Hamburg. Flottendienstboot ist ein schöner Begriff. Vor allem, weil sich - anders als beim Zerstörer oder Minensucher - niemand so recht vorstellen kann, was ein Flottendienstboot eigentlich macht. Offiziell lautet die Formulierung: "Zu den Aufgaben der Flottendienstboote zählen die Sicherheit und das Aufrechterhalten der Fernmeldeverbindungen sowie die fernmelde-elektronische Aufklärung". Im Volksmund heißt so ein Fahrzeug Spionageschiff.

Die drei Flottendienstboote "Oste", "Oker" und "Alster" gehören formal zum 1. U-Bootgeschwader mit Standort Eckernförde und sind tatsächlich in Kiel stationiert. Es ist allerdings ein seltener Anblick, alle drei dieser 83,5 Meter langen Schiffe im Hafen an der Förde zu sehen.

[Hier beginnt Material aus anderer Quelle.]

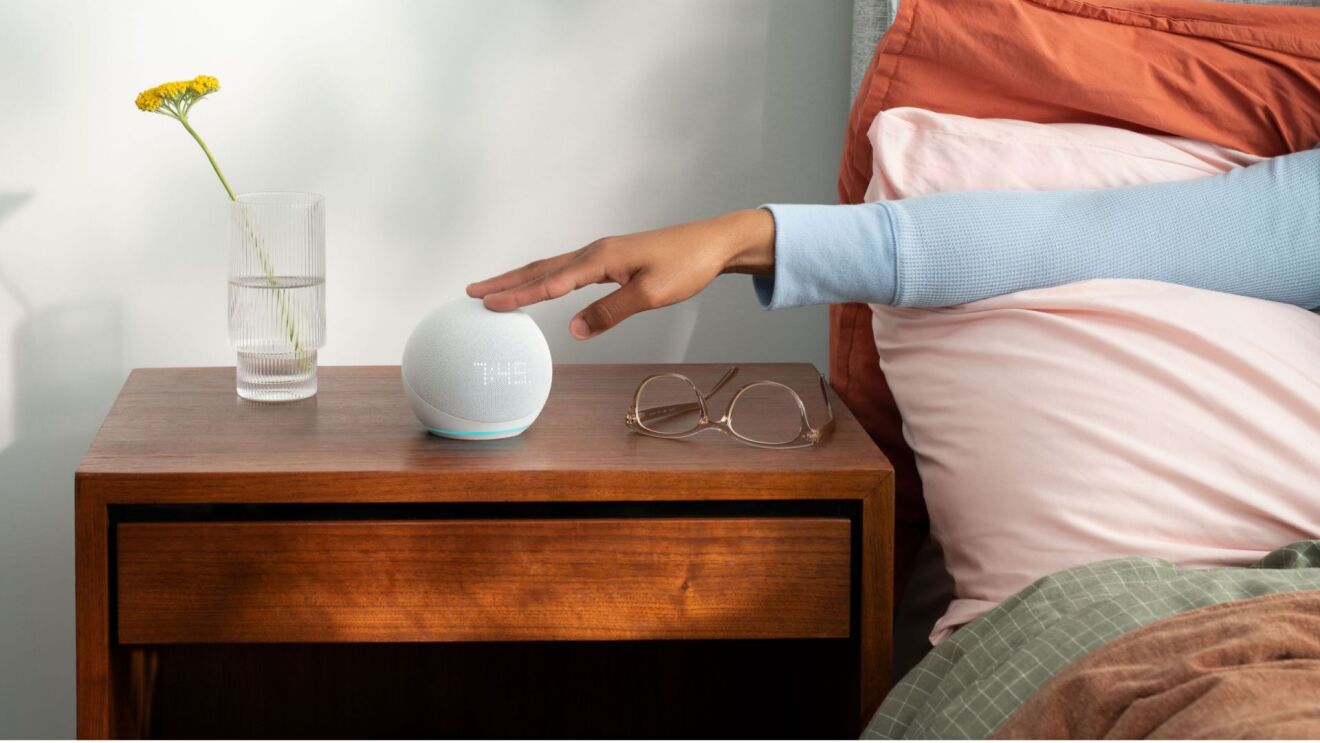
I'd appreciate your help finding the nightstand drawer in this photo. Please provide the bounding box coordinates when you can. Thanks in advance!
[116,517,851,644]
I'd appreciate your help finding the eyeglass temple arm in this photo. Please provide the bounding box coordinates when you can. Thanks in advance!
[638,367,738,421]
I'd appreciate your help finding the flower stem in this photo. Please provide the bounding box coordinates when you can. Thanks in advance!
[174,111,310,371]
[178,116,239,201]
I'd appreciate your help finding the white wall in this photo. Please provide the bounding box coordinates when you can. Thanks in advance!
[0,0,851,736]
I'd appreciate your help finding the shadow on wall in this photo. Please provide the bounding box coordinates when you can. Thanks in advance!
[414,0,851,372]
[0,194,124,738]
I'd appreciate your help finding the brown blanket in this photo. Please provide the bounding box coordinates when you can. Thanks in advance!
[994,591,1320,739]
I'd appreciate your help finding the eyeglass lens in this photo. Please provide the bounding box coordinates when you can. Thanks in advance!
[638,376,701,434]
[729,384,803,443]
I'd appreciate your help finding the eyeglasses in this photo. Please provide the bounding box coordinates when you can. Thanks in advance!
[624,367,834,449]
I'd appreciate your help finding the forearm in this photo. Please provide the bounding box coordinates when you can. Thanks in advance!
[758,150,1320,307]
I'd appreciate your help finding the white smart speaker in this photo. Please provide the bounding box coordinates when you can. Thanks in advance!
[403,297,552,441]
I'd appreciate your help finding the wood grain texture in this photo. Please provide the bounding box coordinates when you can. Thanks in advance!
[74,482,115,738]
[858,478,894,730]
[75,364,892,738]
[78,364,890,503]
[117,519,851,643]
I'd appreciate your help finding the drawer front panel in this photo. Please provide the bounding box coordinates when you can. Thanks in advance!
[116,517,851,644]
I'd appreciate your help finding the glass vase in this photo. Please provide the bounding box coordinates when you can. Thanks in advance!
[228,193,326,403]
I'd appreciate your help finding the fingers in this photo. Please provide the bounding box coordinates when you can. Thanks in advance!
[484,260,606,311]
[569,281,657,340]
[467,251,581,302]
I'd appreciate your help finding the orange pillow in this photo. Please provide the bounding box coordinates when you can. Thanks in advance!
[830,0,1320,603]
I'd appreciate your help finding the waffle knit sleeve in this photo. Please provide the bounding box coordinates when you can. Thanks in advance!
[755,149,1320,309]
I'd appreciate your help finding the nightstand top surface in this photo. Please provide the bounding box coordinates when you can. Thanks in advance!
[78,364,891,501]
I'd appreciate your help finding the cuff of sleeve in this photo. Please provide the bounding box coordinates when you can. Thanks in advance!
[752,202,896,309]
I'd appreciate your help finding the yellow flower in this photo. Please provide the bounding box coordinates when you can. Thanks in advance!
[191,75,220,95]
[137,88,161,111]
[136,75,220,119]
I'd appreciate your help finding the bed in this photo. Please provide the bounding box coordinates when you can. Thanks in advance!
[832,0,1320,738]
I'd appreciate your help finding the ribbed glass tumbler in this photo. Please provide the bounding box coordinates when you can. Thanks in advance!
[230,193,326,403]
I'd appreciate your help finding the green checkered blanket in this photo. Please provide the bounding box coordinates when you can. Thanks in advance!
[863,540,1320,739]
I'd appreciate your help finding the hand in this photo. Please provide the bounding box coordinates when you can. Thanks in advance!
[467,209,775,339]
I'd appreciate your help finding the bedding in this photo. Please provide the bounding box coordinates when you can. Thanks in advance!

Wenigstens eines von ihnen ist immer unterwegs. Die Schiffe wurden 1988 und 1989 in Dienst gestellt und verfügen über hochmoderne elektromagnetische, hydroakustische und elektrooptische Ortungsgeräte. Die Reichweite von mehr als 5000 Seemeilen legt lange Aufklärungseinsätze nahe.

Die Aufgabe ist in erster Linie, die Ohren aufzusperren. Dafür haben die Flottendienstboote eine spezielle Besatzung an Bord. Die jeweils 40-köpfige Marinebesatzung fährt die Schiffe nur. Genutzt werden sie von 40 Spezialisten des Kommandos strategische Aufklärung der Bundeswehr in Rheinbach. Sie sind als heimliche Nachrichtensammler an Bord.

Genau damit war die "Alster" vermutlich beschäftigt, als sie von den israelischen F-16 überflogen worden ist. Das Schiff gehört offiziell nicht zum UNIFIL-Verband, der vor dem Libanon im Einsatz ist und den Waffenschmuggel der Hisbollah über See unterbinden soll. Es gehört nicht zur internationalen UNIFIL-Task-Force. Zur deutschen Task-Group, also dem deutschen Anteil am Gesamtverband, gehört der Lauscher nach Informationen des Abendblatts schon. Nur dass die "Alster" nicht mit dem Marinemusikkorps in Wilhelmshaven verabschiedet wurde, sondern leise aus Kiel auslief. Und dies auch schon Anfang September. Der Verteidigungsausschuss des Bundestags wurde darüber auch in nicht öffentlicher Sitzung informiert.

Fraglich ist allerdings immer noch, wie es zu dem Zwischenfall mit der israelischen Luftwaffe kommen konnte. Intern werden vor allem zwei Szenarien diskutiert. Das erste klingt harmlos: Danach haben die israelischen Jagdbomber so etwas wie eine heiße Begrüßung inszeniert, die deutschen Waffenkameraden willkommen geheißen.

Das zweite ist weniger harmlos. Danach hat Israel demonstriert, wer in der Region die Lufthoheit hat und dass keinerlei Aktivitäten vor der Küste laufen können und dürfen, die von Jerusalem nicht gebilligt sind. Dies gilt auch für unbewaffnete Schiffe wie die "Alster", zumal deren Fachleute sicherlich nicht nur libanesische Funkgespräche abhören, sondern alles aufzeichnen, was in der Umgebung über- und unter Wasser vor sich geht. Für diesen Fall war der Überflug eine ausdrückliche Warnung Israels.

Ob die Aktion der Israelis tatsächlich auf einen Hubschrauber der deutschen Marine konzentriert war, der angeblich in der Nähe herumflog, ohne bei der israelischen Luftüberwachung gemeldet zu sein, gehört zu den Rätseln dieses Zwischenfalls. Israel hatte zunächst angegeben, die Jets hätten den Hubschrauber zur Landung gezwungen. Doch die "Alster" hat gar kein Hubschrauber-Landedeck. Zwar hatte die Marine einen Hubschrauber in der Luft, doch der war rund 70 Kilometer von der "Alster" entfernt. An Bord der Befehlshaber des Verbands, Flottillenadmiral Andreas Krause.